4

The structure of the book

The introduction presents some basic background material, demarcates the subject and discusses loosely some of the problems in IR. The chapters that follow cover topics in the order in which I would think about them were I about to design an experimental IR system. They begin by describing the generation of machine representations for the information, and then move on to an explanation of the logical structures that may be arrived at by clustering. There are numerous methods for representing these structures in the computer, or in other words, there is a choice of file structures to represent the logical structure, so these are outlined next. Once the information has been stored in this way we are able to search it, hence a discussion of search strategies follows. The chapter on probabilistic retrieval is an attempt to create a formal model for certain kinds of search strategies. Lastly, in an experimental situation all of the above will have been futile unless the results of retrieval can be evaluated. Therefore a large chapter is devoted to ways of measuring the effectiveness of retrieval. In the final chapter I have indulged in a little speculation about the possibilities for IR in the next decade.
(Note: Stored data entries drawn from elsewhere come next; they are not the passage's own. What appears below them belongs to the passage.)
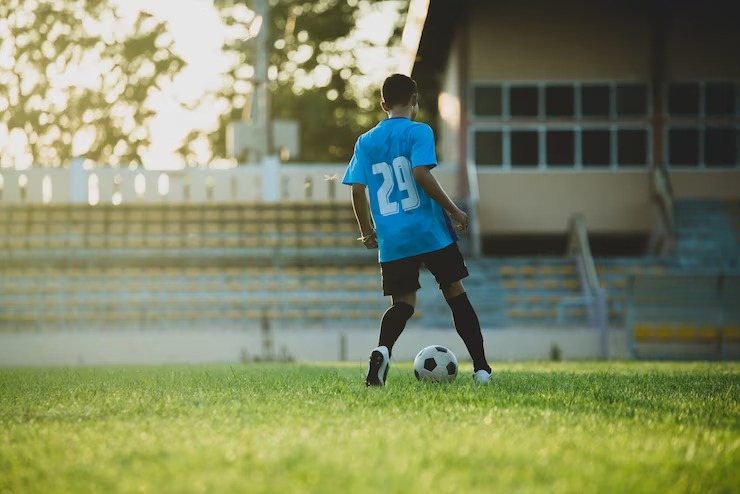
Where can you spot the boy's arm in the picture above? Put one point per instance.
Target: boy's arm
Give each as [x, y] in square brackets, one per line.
[424, 177]
[362, 214]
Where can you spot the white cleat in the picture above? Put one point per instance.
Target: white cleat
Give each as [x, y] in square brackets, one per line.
[378, 367]
[482, 376]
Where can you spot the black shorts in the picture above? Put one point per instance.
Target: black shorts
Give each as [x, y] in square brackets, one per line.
[402, 276]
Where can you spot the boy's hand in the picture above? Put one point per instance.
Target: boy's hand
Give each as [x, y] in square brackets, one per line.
[369, 241]
[461, 218]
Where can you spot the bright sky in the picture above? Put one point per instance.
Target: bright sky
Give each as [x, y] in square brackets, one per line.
[199, 35]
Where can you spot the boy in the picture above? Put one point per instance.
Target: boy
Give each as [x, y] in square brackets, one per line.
[407, 220]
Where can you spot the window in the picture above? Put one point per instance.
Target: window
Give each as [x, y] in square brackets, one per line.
[595, 148]
[720, 99]
[524, 148]
[632, 146]
[487, 101]
[720, 146]
[683, 99]
[560, 147]
[559, 101]
[524, 101]
[631, 100]
[683, 147]
[488, 147]
[595, 101]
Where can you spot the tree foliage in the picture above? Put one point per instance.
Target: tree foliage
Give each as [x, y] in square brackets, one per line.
[75, 78]
[314, 75]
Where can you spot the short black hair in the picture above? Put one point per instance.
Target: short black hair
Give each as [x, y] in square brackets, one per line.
[398, 89]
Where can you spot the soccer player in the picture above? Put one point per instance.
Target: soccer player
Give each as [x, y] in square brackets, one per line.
[408, 220]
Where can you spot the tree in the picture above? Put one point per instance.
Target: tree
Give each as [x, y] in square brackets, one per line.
[314, 71]
[75, 77]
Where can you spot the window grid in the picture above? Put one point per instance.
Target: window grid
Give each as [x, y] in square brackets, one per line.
[700, 123]
[578, 164]
[539, 123]
[700, 144]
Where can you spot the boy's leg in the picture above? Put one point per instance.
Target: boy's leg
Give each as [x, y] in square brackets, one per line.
[467, 324]
[394, 319]
[448, 267]
[400, 281]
The two major chapters are those dealing with automatic classification and evaluation. I have tried to write them in such a way that each can be read independently of the rest of the book (although I do not recommend this for the non-specialist).

Outline

Chapter 2: Automatic Text Analysis - contains a straightforward discussion of how the text of a document is represented inside a computer. This is a superficial chapter but I think it is adequate in the context of this book.
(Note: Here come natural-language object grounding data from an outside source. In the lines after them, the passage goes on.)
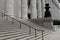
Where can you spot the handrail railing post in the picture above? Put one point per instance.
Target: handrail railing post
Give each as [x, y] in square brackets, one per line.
[12, 21]
[35, 33]
[6, 18]
[42, 35]
[20, 24]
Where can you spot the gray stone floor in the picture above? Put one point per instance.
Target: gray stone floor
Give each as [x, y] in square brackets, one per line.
[8, 30]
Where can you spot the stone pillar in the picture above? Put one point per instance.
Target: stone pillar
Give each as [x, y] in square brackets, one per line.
[24, 9]
[33, 9]
[39, 10]
[43, 8]
[10, 7]
[19, 9]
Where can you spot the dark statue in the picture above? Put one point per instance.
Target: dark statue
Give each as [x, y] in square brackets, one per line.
[47, 12]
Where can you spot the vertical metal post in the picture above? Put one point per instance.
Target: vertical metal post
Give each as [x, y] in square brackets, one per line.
[20, 24]
[42, 35]
[35, 33]
[12, 21]
[29, 30]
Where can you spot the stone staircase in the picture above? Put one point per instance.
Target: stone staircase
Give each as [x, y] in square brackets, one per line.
[10, 31]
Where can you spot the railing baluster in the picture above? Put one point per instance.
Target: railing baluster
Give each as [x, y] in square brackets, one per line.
[35, 33]
[29, 30]
[20, 24]
[27, 25]
[12, 21]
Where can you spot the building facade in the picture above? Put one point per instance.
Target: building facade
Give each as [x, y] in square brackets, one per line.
[36, 8]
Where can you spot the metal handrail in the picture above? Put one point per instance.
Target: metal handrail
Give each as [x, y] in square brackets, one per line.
[24, 24]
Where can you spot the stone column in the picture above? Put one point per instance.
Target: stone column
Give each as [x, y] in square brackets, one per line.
[24, 9]
[39, 10]
[19, 9]
[10, 7]
[33, 9]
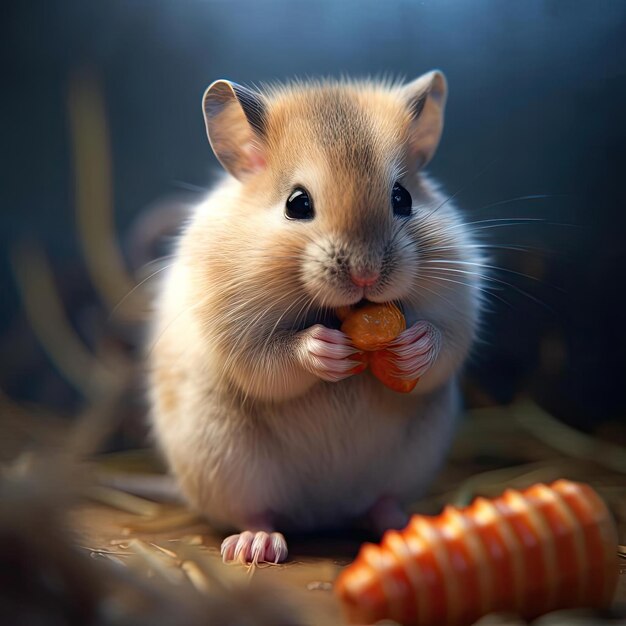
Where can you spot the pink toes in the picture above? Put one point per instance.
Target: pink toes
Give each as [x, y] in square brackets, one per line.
[326, 353]
[258, 547]
[416, 349]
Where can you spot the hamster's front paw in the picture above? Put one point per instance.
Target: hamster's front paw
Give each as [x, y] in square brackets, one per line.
[254, 547]
[415, 350]
[328, 353]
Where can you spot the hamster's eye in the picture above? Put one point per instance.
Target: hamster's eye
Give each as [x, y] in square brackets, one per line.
[299, 205]
[401, 200]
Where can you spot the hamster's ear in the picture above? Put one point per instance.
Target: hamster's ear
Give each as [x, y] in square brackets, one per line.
[235, 123]
[426, 97]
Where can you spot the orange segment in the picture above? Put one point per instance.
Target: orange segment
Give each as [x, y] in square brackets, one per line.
[373, 326]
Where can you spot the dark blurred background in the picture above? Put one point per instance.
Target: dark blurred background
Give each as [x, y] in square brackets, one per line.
[536, 108]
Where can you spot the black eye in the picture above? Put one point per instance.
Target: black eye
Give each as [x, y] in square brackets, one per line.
[299, 206]
[401, 200]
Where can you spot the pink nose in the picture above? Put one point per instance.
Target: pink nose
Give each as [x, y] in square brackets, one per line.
[364, 279]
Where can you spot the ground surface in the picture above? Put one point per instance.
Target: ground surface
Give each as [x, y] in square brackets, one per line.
[488, 444]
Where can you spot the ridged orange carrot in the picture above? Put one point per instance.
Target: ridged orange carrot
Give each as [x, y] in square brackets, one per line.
[533, 551]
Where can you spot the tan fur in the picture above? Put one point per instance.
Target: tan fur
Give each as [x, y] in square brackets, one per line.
[247, 429]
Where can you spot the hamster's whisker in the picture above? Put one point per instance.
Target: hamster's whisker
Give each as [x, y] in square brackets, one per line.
[493, 279]
[487, 246]
[417, 290]
[462, 188]
[485, 290]
[169, 325]
[537, 196]
[134, 289]
[487, 266]
[244, 334]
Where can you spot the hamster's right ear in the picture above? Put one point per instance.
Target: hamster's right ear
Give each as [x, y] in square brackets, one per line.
[235, 119]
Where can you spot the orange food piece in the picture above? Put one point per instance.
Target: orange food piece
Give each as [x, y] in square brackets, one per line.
[373, 326]
[546, 548]
[382, 367]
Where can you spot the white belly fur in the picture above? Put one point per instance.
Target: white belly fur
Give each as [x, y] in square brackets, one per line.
[313, 462]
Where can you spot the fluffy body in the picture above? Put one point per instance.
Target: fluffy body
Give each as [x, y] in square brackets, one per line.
[249, 420]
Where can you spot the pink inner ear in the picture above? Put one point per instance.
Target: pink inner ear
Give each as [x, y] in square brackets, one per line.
[254, 158]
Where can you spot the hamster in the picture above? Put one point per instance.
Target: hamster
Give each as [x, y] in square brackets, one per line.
[258, 401]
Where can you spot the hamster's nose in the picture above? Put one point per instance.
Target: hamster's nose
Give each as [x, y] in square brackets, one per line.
[364, 278]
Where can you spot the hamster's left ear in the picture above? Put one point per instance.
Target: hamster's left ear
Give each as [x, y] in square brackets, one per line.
[235, 119]
[426, 97]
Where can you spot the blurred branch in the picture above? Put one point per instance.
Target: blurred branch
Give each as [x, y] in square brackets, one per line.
[45, 313]
[567, 440]
[94, 190]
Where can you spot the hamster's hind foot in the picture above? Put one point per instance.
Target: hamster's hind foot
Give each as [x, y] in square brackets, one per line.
[254, 547]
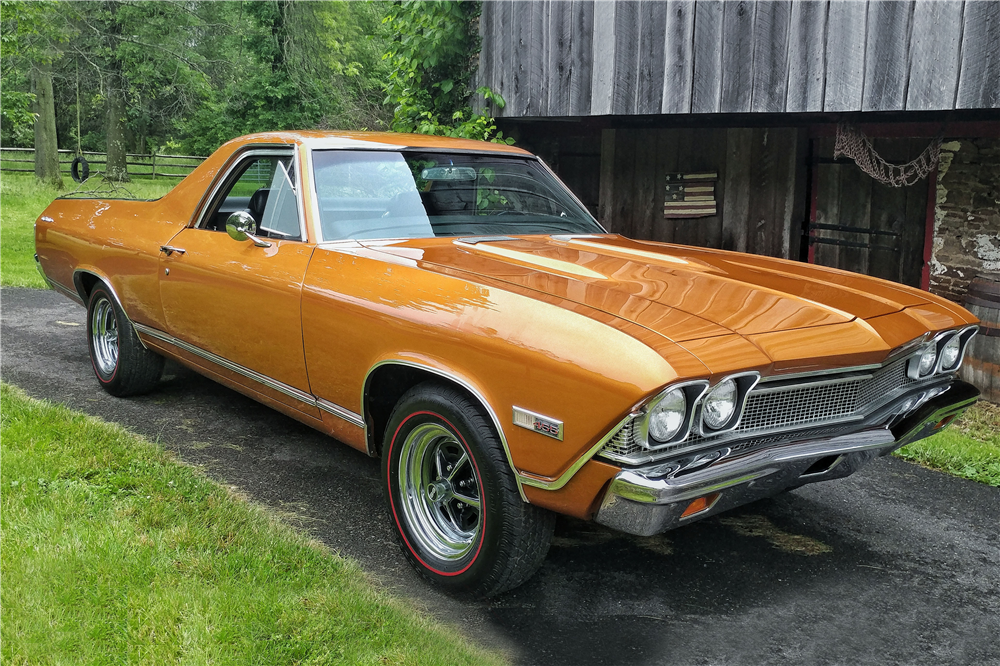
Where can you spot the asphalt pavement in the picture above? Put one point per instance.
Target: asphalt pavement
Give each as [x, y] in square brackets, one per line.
[894, 565]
Chapter 3: Automatic Classification - looks at automatic classification methods in general and then takes a deeper look at the use of these methods in information retrieval.
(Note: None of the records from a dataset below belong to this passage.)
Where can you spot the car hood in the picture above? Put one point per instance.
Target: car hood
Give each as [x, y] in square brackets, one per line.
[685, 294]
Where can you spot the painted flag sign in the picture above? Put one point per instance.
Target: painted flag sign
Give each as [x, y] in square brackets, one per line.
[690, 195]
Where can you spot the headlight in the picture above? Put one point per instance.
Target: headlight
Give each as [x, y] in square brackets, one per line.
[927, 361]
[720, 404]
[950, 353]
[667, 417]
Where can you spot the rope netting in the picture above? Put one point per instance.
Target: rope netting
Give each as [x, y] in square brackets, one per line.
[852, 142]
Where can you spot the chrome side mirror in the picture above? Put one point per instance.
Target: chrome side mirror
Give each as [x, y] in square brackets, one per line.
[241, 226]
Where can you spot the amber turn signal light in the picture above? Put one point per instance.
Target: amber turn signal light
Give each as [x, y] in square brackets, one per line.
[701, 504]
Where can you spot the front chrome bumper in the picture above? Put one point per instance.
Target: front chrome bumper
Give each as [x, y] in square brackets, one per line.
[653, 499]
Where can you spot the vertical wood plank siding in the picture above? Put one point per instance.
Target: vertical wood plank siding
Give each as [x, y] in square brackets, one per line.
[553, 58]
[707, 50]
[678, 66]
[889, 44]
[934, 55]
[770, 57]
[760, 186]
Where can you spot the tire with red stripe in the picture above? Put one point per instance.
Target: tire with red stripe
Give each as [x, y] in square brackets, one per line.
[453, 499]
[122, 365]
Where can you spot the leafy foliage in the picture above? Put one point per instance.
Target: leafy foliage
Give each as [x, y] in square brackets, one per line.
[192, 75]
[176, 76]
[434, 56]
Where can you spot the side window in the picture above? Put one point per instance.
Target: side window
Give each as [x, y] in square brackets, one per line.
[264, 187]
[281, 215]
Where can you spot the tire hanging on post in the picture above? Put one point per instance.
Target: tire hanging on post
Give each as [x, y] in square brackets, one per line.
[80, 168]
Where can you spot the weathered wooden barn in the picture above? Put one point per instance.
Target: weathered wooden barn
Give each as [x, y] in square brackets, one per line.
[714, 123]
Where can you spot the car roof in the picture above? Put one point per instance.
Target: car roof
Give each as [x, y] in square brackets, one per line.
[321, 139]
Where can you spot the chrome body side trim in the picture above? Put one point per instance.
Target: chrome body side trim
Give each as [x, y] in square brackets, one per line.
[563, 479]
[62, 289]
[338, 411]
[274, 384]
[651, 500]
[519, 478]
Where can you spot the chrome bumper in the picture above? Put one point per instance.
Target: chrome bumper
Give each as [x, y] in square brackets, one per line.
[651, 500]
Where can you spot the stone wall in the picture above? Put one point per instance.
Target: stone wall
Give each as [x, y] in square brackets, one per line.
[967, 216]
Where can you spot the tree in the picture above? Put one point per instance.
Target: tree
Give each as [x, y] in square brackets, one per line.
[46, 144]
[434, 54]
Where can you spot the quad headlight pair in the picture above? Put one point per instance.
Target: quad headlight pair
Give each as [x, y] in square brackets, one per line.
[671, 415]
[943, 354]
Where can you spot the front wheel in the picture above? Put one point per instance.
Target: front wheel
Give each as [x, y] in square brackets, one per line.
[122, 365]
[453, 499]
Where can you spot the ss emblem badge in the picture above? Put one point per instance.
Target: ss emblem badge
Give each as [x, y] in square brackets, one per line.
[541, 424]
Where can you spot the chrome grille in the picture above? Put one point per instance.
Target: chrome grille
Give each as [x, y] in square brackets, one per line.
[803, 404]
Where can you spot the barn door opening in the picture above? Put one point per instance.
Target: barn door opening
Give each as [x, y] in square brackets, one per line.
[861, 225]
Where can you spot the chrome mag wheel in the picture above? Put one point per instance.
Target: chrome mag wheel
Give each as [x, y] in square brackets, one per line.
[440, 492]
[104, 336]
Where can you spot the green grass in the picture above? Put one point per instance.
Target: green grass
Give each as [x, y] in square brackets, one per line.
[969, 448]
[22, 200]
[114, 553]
Chapter 4: File Structures - here we try and discuss file structures from the point of view of someone primarily interested in information retrieval.

Chapter 5: Search Strategies - gives an account of some search strategies when applied to document collections structured in different ways. It also discusses the use of feedback.

Chapter 6: Probabilistic Retrieval - describes a formal model for enhancing retrieval effectiveness by using sample information about the

4